Wir haben nämlich genau umgekehrt das Problem, dass wir zu wenig Menschen hier haben, und wir haben uns als Sachsen ein Stigma erarbeitet, dass genau hier kein weltoffenes Land wäre,

(Jörg Urban, AfD: Das stimmt überhaupt nicht!)

wo man hinkommen könnte, wenn man kreativ ist, wenn man ein Unternehmen gründen will.

Ihre Redezeit ist zu Ende.

Diese Menschen vertreiben Sie. Wir fordern Sie auf: Stellen Sie sich auf die Seite derer, die wirklich für unsere westlichen Werte, für die freiheitlich-demokratische Grundordnung eintreten!

Ihre Redezeit ist zu Ende.

Da werden wir Sie auch als konstruktive Opposition, als GRÜNE, unterstützen.

Ihre Redezeit ist abgelaufen.

Aber wenn Sie das Gegenteil tun, werden wir genauso hart gegen Sie vorgehen wie damals gegen die Block-CDU.

Ich danke Ihnen.

(Beifall bei den GRÜNEN – Jörg Urban, AfD: Sachsen ist ein weltoffenes Land! Das ist Nestbeschmutzung, was Sie hier machen!)

Das war Herr Günther für die Fraktion GRÜNE. Wir sind am Ende der ersten Rederunde. Nein, Entschuldigung! Herr Kollege

Wurlitzer spricht jetzt noch. Herr Kollege Wurlitzer, Sie haben das Wort. Wir sind noch immer in der ersten Runde.

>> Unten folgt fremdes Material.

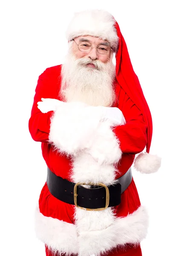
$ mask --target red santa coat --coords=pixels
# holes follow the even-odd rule
[[[29,120],[32,137],[36,141],[42,143],[42,154],[47,166],[57,175],[77,182],[89,181],[92,174],[97,182],[107,184],[111,180],[113,183],[127,172],[133,163],[135,154],[142,151],[147,144],[147,125],[142,114],[117,83],[115,93],[118,100],[113,107],[121,111],[127,122],[112,130],[106,122],[105,126],[98,132],[101,147],[104,148],[104,148],[109,148],[109,150],[111,152],[116,151],[116,151],[113,156],[112,154],[110,159],[107,159],[106,165],[94,164],[92,152],[89,152],[87,161],[87,156],[78,155],[72,163],[70,155],[66,157],[60,154],[57,150],[54,150],[58,138],[58,134],[54,135],[52,130],[61,132],[63,130],[63,133],[69,134],[72,130],[69,124],[66,127],[61,125],[62,111],[58,112],[58,115],[53,111],[43,113],[37,108],[37,102],[41,101],[41,98],[60,100],[58,93],[61,67],[58,65],[47,68],[39,77]],[[104,131],[108,133],[104,133]],[[109,140],[104,137],[104,133],[109,134]],[[74,136],[72,131],[69,135]],[[53,145],[49,141],[53,143]],[[68,148],[67,145],[66,147],[62,150],[66,151]],[[116,162],[118,172],[112,168]],[[129,255],[140,255],[140,243],[147,234],[148,218],[146,209],[141,205],[133,178],[121,194],[121,203],[118,206],[98,212],[85,211],[60,201],[50,194],[46,182],[36,211],[36,232],[37,236],[46,244],[46,248],[48,246],[52,251],[59,254],[97,256],[112,250],[109,255],[121,255],[123,248],[127,245],[127,253],[129,251]],[[118,246],[121,247],[118,249],[116,254],[115,248]],[[50,252],[46,253],[50,255]]]

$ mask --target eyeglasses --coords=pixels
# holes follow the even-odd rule
[[[74,39],[72,39],[72,40],[73,40],[75,42],[78,46],[78,49],[81,52],[90,52],[92,48],[94,47],[94,46],[92,46],[91,44],[89,44],[88,42],[82,42],[78,44]],[[109,54],[110,51],[112,50],[112,49],[109,46],[103,45],[102,44],[99,44],[99,45],[97,46],[96,49],[98,52],[100,54]]]

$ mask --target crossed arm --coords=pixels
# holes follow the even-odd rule
[[[53,110],[42,113],[37,107],[37,102],[42,97],[56,99],[56,91],[55,84],[45,71],[38,80],[29,123],[30,133],[36,141],[48,143],[51,118],[55,113]],[[144,149],[147,141],[147,126],[142,115],[126,93],[121,110],[126,122],[112,128],[112,132],[120,142],[123,153],[140,153]]]

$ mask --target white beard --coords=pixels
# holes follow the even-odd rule
[[[87,66],[89,63],[95,67]],[[116,99],[113,84],[115,70],[111,58],[106,63],[84,57],[76,59],[70,50],[62,66],[61,100],[112,106]]]

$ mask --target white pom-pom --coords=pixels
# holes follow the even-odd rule
[[[140,153],[135,159],[134,167],[141,173],[156,172],[161,166],[161,158],[147,152]]]

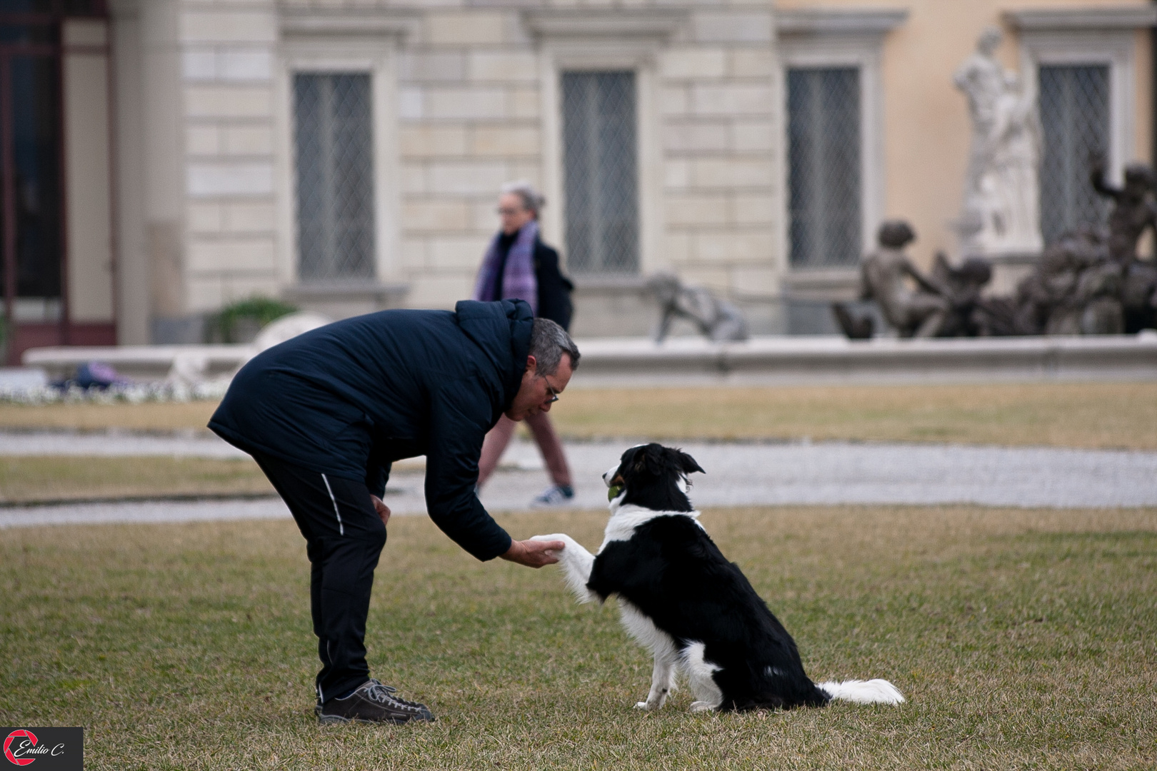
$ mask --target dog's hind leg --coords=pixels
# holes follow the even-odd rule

Sehr geehrter Herr Präsident! Meine sehr geehrten Damen und Herren! Die Debatte führt zu nichts. Wir haben Gesetze. Die Gesetze sind völlig eindeutig, ob es die Dublin-III-Verordnung oder ob es das Asylgesetz ist. Wenn wir diese einhalten würden, hätten wir die Probleme nicht.

Es wäre schön, wenn die CDU irgendwann einmal feststellte, dass sie in den letzten drei Jahren einen Fehler gemacht hat. Von der SPD erwarte ich das gar nicht. Dann würden Sie auch dahinterkommen, dass bereits 2015 verschiedene Leute hier im Landtag gefordert haben, damals die AfD-Fraktion, dass die Grenzen kontrolliert werden, dass gegebenenfalls Leute an Grenzen zurückgewiesen werden – völlig normale Gesetzgebung, die Ihre Koalition, die schwarz-rote Koalition auf Bundesebene, gebrochen hat.

Jetzt stellt sich ein ehemaliger Ministerpräsident hin, reitet quasi über die politische Bühne und fordert nichts anderes als das, was schon im Gesetz steht. Und was machen wir hier? Wir hängen uns dort dran. Hören Sie auf zu debattieren, nehmen Sie die Gesetze, die da sind, setzen Sie die Gesetze um und tun Sie endlich etwas! Die Bürgerinnen und Bürger draußen fragen sich: Was haben

wir denn die letzten drei Jahre gemacht? Die Probleme, die wir jetzt haben, hatten wir vor drei Jahren auch schon. Sie sind nur jetzt erst bei Ihnen angekommen. Bei den Bürgern sind sie schon viel eher angekommen. Politiker brauchen immer eine Weile, ehe die Probleme bei ihnen ankommen. Aber jetzt sind sie da.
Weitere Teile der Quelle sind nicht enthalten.